Investors don’t seem too perturbed by the trend. If anything, recent IPOs boast better returns than the broader market. The average U.S. IPO this year rose 19% from its debut through Feb. 28, and 5% from where it closed after its first day of trading, according to Dealogic. The S&P 500 index, meanwhile, has edged only slightly higher for the year.
To be sure, the IPO market has a long way to go before reaching tech-bubble levels. In the first two months of this year, 42 companies went public in the U.S., compared to 77 in the same period in 2000, according to Dealogic.
That’s why many stock investors aren’t willing to turn bearish right now.
In his weekly commentary, BlackRock strategist Russ Koesterich didn’t sound enamored with stocks, but he still considered them to be better than other alternatives.
“To start, we would say equities are no longer cheap and that stronger economic growth will be needed to drive earnings and prices higher,” he said. “But we do believe stock prices are more likely to head higher rather than lower from here,” Mr. Koesterich added, while cash investments “are effectively paying nothing, and traditional areas of the bond market offer little return after factoring in the effects of inflation and taxes.”

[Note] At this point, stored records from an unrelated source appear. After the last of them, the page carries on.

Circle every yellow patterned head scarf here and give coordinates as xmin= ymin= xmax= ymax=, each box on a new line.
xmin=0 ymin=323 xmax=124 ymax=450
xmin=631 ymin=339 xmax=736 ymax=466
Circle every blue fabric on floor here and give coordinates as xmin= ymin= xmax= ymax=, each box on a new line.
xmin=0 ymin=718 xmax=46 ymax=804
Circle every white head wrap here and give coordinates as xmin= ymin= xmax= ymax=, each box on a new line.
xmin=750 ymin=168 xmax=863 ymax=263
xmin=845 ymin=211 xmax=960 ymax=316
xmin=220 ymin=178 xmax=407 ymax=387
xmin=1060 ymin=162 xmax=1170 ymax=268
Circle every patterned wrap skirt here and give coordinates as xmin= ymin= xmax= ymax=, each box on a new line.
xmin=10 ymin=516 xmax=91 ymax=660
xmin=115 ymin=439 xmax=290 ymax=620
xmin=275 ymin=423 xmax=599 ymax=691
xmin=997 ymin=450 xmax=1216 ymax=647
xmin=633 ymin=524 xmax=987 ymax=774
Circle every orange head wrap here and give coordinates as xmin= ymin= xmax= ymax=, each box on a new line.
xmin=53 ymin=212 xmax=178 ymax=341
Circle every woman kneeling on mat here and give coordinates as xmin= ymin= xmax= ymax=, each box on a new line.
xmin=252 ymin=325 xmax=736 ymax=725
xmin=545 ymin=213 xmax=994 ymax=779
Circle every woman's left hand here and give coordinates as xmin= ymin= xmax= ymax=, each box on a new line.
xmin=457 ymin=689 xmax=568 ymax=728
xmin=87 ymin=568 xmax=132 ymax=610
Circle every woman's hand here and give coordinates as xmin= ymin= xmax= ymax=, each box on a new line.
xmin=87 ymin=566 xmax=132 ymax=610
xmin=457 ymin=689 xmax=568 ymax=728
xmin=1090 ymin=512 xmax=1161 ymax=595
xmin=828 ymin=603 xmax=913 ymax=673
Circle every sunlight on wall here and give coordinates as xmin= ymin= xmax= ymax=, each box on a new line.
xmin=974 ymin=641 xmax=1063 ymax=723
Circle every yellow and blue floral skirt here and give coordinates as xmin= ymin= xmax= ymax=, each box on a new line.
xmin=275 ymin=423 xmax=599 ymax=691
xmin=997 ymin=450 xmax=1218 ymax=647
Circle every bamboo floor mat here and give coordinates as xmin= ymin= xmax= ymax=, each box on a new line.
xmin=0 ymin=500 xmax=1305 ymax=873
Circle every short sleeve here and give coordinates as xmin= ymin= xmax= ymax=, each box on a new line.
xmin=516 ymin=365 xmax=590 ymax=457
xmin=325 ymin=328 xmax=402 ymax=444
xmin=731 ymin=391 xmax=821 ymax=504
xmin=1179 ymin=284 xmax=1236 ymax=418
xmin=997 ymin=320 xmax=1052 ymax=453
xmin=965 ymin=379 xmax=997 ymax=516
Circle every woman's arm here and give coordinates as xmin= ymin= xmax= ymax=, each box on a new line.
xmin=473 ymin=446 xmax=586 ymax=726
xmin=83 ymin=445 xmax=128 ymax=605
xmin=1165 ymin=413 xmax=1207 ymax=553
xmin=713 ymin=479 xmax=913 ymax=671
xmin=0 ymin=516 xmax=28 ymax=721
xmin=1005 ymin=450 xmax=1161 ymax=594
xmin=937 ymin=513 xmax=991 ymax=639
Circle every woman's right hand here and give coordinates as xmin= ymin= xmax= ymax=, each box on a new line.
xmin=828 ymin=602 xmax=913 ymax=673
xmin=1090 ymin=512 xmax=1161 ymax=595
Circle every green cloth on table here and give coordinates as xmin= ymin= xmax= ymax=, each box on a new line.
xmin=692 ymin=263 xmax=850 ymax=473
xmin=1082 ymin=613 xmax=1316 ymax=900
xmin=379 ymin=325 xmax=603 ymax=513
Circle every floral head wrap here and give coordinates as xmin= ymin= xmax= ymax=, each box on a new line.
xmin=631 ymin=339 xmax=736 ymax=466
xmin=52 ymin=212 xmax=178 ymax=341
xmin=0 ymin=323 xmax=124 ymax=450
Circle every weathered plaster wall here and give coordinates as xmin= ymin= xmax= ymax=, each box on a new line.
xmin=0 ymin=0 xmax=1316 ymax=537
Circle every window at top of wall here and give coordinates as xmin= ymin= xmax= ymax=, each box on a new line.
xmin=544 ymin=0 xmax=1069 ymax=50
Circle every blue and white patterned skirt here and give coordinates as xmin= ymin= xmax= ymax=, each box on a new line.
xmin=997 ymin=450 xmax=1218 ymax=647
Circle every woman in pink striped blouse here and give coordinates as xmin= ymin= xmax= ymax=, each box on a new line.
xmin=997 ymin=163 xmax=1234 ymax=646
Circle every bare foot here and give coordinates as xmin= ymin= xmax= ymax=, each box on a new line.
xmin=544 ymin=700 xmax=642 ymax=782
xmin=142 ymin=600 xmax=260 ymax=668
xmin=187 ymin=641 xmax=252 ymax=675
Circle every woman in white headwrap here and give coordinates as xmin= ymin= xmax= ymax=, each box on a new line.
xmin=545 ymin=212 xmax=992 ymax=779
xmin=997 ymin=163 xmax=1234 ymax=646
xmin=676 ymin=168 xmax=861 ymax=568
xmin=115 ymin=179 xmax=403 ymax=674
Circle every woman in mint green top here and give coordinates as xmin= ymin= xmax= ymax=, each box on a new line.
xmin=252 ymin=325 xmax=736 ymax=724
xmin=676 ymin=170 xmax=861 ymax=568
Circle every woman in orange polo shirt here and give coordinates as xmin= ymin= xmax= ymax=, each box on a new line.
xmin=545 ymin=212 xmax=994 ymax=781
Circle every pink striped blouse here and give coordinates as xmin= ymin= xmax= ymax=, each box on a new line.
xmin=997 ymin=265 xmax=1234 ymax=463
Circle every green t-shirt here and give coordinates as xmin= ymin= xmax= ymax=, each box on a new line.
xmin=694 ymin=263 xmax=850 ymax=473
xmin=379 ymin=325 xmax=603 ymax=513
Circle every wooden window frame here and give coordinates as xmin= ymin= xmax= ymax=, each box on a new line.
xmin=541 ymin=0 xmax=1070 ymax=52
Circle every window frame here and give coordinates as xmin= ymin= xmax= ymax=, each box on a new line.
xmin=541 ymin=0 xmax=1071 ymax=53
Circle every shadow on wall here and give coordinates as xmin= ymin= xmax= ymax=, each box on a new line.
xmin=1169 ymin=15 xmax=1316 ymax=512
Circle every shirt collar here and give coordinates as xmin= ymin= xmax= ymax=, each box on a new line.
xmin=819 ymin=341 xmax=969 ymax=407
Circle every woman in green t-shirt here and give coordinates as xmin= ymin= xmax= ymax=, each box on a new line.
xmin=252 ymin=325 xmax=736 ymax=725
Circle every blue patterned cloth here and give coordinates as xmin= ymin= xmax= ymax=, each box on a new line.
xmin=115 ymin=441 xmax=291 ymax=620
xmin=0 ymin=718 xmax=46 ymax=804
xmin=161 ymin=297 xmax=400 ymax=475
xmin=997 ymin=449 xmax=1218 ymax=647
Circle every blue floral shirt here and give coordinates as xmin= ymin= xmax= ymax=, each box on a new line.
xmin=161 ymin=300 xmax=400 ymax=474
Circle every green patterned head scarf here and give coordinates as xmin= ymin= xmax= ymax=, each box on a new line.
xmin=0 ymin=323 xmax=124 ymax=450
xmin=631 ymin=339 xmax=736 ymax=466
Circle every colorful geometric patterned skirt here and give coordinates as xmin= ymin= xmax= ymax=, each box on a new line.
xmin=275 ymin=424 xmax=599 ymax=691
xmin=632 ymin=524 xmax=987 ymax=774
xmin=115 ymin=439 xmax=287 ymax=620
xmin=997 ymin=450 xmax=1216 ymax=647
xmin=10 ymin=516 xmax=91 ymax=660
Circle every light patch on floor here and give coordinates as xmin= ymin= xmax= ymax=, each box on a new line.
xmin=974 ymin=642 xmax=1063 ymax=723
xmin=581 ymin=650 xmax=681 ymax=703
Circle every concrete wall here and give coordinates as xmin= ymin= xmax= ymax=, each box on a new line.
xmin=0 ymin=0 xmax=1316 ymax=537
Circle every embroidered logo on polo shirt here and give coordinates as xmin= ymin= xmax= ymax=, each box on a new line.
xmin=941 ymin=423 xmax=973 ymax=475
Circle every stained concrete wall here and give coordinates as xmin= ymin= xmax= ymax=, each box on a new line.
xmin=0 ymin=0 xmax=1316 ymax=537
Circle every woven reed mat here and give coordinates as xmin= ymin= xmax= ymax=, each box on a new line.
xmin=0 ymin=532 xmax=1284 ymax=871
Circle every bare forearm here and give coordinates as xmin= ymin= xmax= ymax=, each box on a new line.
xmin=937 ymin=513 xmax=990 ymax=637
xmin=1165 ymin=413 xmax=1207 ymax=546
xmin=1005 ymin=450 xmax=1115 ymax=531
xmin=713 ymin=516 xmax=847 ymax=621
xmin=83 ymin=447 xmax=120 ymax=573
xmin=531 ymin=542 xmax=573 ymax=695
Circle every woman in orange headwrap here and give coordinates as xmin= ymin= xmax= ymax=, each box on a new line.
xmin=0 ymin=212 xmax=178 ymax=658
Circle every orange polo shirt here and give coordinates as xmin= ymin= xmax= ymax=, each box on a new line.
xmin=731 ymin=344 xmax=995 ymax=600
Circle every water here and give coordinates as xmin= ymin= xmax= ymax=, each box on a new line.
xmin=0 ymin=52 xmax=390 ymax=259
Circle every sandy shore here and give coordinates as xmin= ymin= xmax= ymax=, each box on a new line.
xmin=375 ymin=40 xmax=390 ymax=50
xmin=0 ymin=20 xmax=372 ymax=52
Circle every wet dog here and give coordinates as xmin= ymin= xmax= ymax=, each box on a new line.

Even with a pricey stock market and an increasingly frothy IPO market, the fact that inflation and interest rates are low and the economy is gradually improving offers “sound arguments for overweighting stocks,” he says.
Morning MoneyBeat Daily Factoid: On this day in 1888, a brutal blizzard smacked the Northeast, resulting in a shutdown of communication and transportation lines along the U.S. Atlantic Seaboard. More than 400 people died from the storm.